Microsoft has recently announced that their popular mobile app distribution service is scheduled for retirement on the 31st of March of 2025. From now until then, the service will still be available but the team will no longer work on new features and will only fix critical bugs.

If you’re new to iOS development or if you work on your own apps, the chances that you have used Microsoft’s service are slim. Despite this, you must know that it still is a popular choice for many companies to distribute their pre-release and test builds, in fact, two of my previous companies used it.

But why did companies not use a native solution like TestFlight in the first place? While it has improved massively over the past few years, TestFlight has been historically slow to process builds and hard to sign devices to run internal pre-release builds of a specific app.

So if you had to constantly deliver builds to your stakeholders or testers, TestFlight would slow you down a bit, while other services such as AppCenter would excel at this, making it an obvious choice for companies.

So… if your team uses AppCenter, what should you do now? Where should you distribute your internal builds to now? Read on because I have the right resource for you 👇

🚨 AppCenter is getting retired… now what?

Microsoft recently announced that the popular mobile app distribution service AppCenter is scheduled for retirement on the 31st of March of 2025.

If you’re currently using AppCenter as your build distribution solution, I would encourage you to start looking for alternatives as soon as possible. A great resource to do so is this article from Gabriel Savit where he compares the top pre-production and beta app distribution tools on the Runway blog.

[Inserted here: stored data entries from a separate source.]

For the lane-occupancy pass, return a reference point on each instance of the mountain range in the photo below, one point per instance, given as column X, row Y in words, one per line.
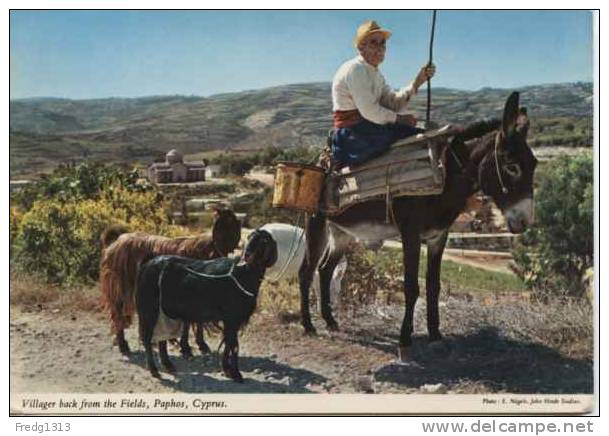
column 46, row 131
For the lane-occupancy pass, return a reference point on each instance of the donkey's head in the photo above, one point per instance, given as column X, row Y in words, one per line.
column 226, row 231
column 506, row 171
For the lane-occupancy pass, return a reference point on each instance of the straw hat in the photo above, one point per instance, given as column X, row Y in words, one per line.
column 368, row 28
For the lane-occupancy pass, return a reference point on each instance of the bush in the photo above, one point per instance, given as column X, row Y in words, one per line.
column 56, row 224
column 556, row 252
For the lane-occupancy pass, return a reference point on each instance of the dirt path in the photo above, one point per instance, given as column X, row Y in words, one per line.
column 486, row 349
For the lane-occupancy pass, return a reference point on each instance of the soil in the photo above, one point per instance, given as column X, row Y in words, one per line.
column 487, row 348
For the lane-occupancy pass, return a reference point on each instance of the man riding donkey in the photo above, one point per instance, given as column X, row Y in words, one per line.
column 368, row 115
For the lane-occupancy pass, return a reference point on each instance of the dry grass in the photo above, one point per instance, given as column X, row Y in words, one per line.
column 33, row 292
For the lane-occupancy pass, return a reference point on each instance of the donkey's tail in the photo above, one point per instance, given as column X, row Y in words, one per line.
column 478, row 129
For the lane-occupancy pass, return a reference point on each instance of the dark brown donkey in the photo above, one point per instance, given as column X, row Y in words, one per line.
column 500, row 163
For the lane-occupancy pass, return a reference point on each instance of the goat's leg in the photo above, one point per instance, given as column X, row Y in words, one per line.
column 435, row 249
column 203, row 347
column 411, row 250
column 185, row 349
column 165, row 357
column 120, row 340
column 316, row 238
column 325, row 277
column 231, row 354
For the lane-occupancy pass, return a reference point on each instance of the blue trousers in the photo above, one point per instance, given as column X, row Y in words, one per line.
column 366, row 140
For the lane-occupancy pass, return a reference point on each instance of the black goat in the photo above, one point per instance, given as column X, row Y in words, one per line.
column 173, row 289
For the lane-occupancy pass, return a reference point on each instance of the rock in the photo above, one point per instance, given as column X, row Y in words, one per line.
column 365, row 383
column 434, row 389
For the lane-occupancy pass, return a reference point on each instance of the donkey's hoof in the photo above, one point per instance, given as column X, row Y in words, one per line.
column 309, row 330
column 332, row 326
column 168, row 367
column 438, row 347
column 186, row 353
column 124, row 349
column 435, row 337
column 234, row 375
column 404, row 354
column 204, row 348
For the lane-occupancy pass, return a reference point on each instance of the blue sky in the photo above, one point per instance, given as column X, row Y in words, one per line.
column 96, row 54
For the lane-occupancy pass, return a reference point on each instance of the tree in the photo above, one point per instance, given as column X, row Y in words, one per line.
column 556, row 252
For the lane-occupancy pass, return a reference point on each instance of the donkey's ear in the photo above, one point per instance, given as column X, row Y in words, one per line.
column 510, row 112
column 523, row 123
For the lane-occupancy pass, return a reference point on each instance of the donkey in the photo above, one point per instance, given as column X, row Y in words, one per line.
column 122, row 257
column 500, row 163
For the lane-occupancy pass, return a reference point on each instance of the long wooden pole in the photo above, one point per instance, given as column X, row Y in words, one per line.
column 433, row 28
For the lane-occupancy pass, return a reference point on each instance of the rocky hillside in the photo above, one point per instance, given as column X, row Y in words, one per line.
column 44, row 131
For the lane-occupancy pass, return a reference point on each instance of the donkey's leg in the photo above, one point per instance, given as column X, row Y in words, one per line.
column 231, row 354
column 165, row 357
column 316, row 238
column 120, row 340
column 203, row 347
column 325, row 277
column 185, row 349
column 146, row 331
column 411, row 249
column 435, row 249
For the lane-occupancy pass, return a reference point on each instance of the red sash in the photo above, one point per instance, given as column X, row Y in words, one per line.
column 346, row 118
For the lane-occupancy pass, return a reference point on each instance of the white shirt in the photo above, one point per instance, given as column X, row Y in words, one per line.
column 359, row 85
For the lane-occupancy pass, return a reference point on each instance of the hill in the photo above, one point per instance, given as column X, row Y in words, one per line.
column 45, row 131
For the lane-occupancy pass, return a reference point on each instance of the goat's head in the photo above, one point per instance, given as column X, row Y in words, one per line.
column 260, row 249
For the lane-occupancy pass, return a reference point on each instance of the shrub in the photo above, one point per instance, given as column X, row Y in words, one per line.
column 57, row 235
column 556, row 252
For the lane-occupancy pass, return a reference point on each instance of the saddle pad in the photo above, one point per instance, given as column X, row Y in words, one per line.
column 412, row 167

📈 Automated code performance benchmarks

Benchmark tests are a great way to make sure a piece of code runs efficiently and that subsequent iterations of such method do not cause performance regressions.

With the new Benchmarks Swift Package by Joakim Hassila, you can now make these checks part of your unit tests and set baselines you can check code performance against automatically on your CI workflows!

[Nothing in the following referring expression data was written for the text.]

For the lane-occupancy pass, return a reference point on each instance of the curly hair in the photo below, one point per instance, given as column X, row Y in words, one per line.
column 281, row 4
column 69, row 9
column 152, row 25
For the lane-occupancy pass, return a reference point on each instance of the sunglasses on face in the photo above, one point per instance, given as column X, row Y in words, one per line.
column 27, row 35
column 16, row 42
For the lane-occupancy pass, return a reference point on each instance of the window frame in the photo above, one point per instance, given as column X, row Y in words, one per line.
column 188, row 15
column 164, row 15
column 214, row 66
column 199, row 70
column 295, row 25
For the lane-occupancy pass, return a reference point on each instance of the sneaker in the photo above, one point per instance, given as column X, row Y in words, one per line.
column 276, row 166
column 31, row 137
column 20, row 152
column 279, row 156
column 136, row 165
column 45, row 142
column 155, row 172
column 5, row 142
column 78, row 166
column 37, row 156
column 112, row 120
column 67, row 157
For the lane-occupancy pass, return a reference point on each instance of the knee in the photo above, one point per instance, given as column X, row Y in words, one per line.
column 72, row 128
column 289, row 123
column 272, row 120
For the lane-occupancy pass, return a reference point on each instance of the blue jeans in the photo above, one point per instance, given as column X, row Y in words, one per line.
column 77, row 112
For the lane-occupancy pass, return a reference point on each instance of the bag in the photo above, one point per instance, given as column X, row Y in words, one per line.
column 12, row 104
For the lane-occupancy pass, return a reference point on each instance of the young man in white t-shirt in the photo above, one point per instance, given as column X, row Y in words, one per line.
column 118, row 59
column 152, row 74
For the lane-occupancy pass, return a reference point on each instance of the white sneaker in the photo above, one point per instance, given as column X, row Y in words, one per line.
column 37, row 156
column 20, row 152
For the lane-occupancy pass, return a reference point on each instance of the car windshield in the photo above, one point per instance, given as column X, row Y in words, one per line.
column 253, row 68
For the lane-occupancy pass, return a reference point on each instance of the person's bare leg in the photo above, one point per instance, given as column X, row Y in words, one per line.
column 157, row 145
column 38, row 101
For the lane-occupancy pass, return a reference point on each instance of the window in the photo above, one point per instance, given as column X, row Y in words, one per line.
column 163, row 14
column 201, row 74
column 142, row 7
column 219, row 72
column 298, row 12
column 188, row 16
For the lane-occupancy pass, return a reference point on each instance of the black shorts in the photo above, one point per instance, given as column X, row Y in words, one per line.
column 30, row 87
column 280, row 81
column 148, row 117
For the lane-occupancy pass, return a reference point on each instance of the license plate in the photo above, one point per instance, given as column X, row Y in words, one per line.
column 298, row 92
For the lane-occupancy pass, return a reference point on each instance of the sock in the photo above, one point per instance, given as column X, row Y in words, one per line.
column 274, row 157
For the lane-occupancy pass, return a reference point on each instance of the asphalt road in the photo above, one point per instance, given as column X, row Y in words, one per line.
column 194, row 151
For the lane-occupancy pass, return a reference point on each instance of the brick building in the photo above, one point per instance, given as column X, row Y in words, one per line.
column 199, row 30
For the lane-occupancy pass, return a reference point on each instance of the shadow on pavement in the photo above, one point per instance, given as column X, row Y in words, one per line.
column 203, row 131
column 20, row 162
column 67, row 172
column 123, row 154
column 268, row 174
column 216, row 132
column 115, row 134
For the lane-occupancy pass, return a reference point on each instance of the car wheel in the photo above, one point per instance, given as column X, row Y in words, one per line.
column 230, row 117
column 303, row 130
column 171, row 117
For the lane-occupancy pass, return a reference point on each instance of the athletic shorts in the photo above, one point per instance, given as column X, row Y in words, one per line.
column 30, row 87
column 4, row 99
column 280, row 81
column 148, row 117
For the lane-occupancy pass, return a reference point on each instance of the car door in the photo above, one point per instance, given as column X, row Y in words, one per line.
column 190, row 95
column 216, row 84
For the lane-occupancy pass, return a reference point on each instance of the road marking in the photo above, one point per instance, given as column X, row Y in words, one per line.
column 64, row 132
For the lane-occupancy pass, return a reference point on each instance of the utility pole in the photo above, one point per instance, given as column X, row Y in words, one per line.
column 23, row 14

🌟 Tuist’s CI migration to Codemagic

I really enjoyed reading this article by Pedro Piñera on the Codemagic blog about how they migrated Tuist’s CI workflows over to Codemagic and made their builds faster and more reliable in the process!

✂️ Making your apps smaller with dynamic frameworks

The Emerge Tools blog is the gift that keeps on giving! I particularly like their deep-dive analysis of live apps and I always learn something new when I read their articles.

This time Jacob Bartlett goes through how you can use dynamic libraries when sharing code across different targets to avoid asset and code duplication and, as a consequence, keep your final binary size as small as possible.

🚨 How to access the new ASC analytic reports

Apple has recently introduced over 50 new analytics reports with hundreds of new data points and metrics to help developers understand how their apps are performing.

This new data is only available through the App Store Connect API and the way to query it is fairly complex. For this reason, I have written a step-by-step guide to help you start generating and reading these reports for your apps!